The work we (Peter Sinclair and I) have in the exhibition is A SoaPOPera for iMacs. The piece uses text-to-speech and voice recognition. Peter did the max msp programming to set up a database of the text and the keywords. Since the time we first conceived and executed the piece in 1998, it has gone through several permutations from performance vehicles to this its’ final form. Originally it was done in Mac OS 9. For this new Mac OS 10 version, Peter had to write a whole new max patch and I had to re-write all new texts harking back to what was current in the 1990’s. I was able to salvage and upgrade many of the themes and the spirit of the work. We had added carved and painted polyurethane wigs at one point.

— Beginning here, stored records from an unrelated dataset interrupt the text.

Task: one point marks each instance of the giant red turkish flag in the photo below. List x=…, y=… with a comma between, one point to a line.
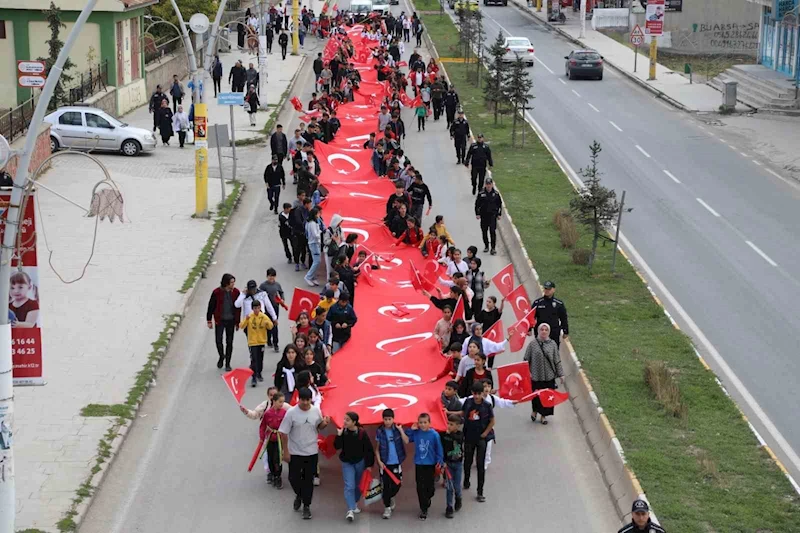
x=514, y=381
x=518, y=298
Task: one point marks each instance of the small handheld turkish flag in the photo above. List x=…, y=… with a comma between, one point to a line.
x=459, y=311
x=302, y=300
x=551, y=398
x=518, y=332
x=297, y=104
x=504, y=280
x=236, y=380
x=518, y=298
x=515, y=381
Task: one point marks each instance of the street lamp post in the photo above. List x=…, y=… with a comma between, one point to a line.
x=7, y=486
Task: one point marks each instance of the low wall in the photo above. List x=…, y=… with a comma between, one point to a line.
x=41, y=150
x=160, y=72
x=105, y=100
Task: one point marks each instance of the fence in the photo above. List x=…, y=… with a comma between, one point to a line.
x=14, y=123
x=93, y=80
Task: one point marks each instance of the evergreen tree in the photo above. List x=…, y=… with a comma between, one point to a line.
x=517, y=90
x=594, y=205
x=493, y=92
x=54, y=46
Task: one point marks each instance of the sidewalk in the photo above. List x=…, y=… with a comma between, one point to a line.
x=669, y=85
x=97, y=333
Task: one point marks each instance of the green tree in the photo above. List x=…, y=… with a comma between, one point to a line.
x=497, y=71
x=594, y=205
x=517, y=90
x=54, y=46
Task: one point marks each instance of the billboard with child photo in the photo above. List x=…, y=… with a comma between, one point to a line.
x=24, y=313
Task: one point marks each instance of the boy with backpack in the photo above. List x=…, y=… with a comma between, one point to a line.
x=390, y=440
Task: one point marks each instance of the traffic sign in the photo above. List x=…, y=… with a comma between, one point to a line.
x=31, y=74
x=230, y=99
x=637, y=36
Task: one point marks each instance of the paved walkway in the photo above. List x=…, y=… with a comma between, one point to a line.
x=97, y=332
x=672, y=85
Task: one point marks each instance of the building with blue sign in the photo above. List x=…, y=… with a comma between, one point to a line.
x=779, y=38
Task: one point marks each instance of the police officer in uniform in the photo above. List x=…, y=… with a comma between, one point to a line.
x=640, y=520
x=459, y=131
x=552, y=311
x=480, y=154
x=488, y=206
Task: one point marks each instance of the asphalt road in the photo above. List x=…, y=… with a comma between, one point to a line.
x=718, y=229
x=183, y=465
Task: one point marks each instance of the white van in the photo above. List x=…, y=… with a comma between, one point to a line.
x=360, y=8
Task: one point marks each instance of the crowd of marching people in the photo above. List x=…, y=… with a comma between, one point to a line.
x=290, y=417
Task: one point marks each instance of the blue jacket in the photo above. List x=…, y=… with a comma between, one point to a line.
x=383, y=444
x=427, y=447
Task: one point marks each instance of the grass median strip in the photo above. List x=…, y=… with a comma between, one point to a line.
x=704, y=470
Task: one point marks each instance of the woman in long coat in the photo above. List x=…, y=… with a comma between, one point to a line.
x=545, y=364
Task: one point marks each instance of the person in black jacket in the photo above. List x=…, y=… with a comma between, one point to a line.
x=274, y=178
x=155, y=105
x=459, y=131
x=419, y=192
x=237, y=77
x=450, y=105
x=357, y=455
x=278, y=143
x=283, y=41
x=481, y=155
x=488, y=206
x=285, y=232
x=318, y=66
x=552, y=311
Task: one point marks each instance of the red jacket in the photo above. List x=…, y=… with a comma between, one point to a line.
x=215, y=306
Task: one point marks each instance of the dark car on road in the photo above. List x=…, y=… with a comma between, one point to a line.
x=584, y=64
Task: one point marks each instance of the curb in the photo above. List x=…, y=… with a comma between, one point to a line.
x=660, y=94
x=623, y=485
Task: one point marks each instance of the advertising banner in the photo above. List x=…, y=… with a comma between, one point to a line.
x=24, y=312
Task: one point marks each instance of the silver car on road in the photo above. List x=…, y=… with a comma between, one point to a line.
x=90, y=128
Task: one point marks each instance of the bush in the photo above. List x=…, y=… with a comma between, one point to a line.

Peter re-did these and finished them with the help of a friend who has a velvet flocking device (don’t ask just look at the photos!) One of the more amusing occurrences was when, during the opening, a French women began to mimic Princess’s (one of the stock computer voices we used) sing-songy lament, “I don’t know, I don’t know, I don’t know, I don’t know, … “ I was floored! A person mimicking a manipulated to sound like a human, synthetic voice was quite a success!

The exhibition shares the museum with a highly detailed and complete show of Charlie Chaplin’s works. The comparisons and dialog between the two exhibitions add a dimension and continuity that is inspiring in its conception. I was able to revisit Chaplin’s oeuvre and look at the breadth of his talent and its influence anew.

In the Burlesques Contemporains show were many works I had admired over the years. Especially poignant for me was the piece Clockshower by Gordon Matta-Clark my dear friend. This little known work has him suspended from a construction trapeze outside the clock face at Alanna Heiss’s Clocktower space in Lower Manhattan. He lathers himself up, shaves, takes a shower etc. in an extension of the Harold Loyd silent movie riff where Loyd hangs from the hands of a clock. Dennis Oppenheim’s piece, Attempt to raise Hell, where a metal headed puppet dressed in a miniscule flannel suit, hits his head against a bell, ten times an hour is also unique in its’ pathos. There is also the popular Fischli & Weiss (Rube Goldberg style) video. Michael Smith had two videos, one of them titled, “How to Curate your Own Group Exhibition” is hilarious in its de-construction of the whole curatorial effort. Gilbert and George’s singing sculptures video formed an interesting counterpoint to Peter and my Installation. On the one hand Gilbert and George turned themselves into mechanistic autonomatons on the other our anthropomorphized computers tried valiantly to pass as humans.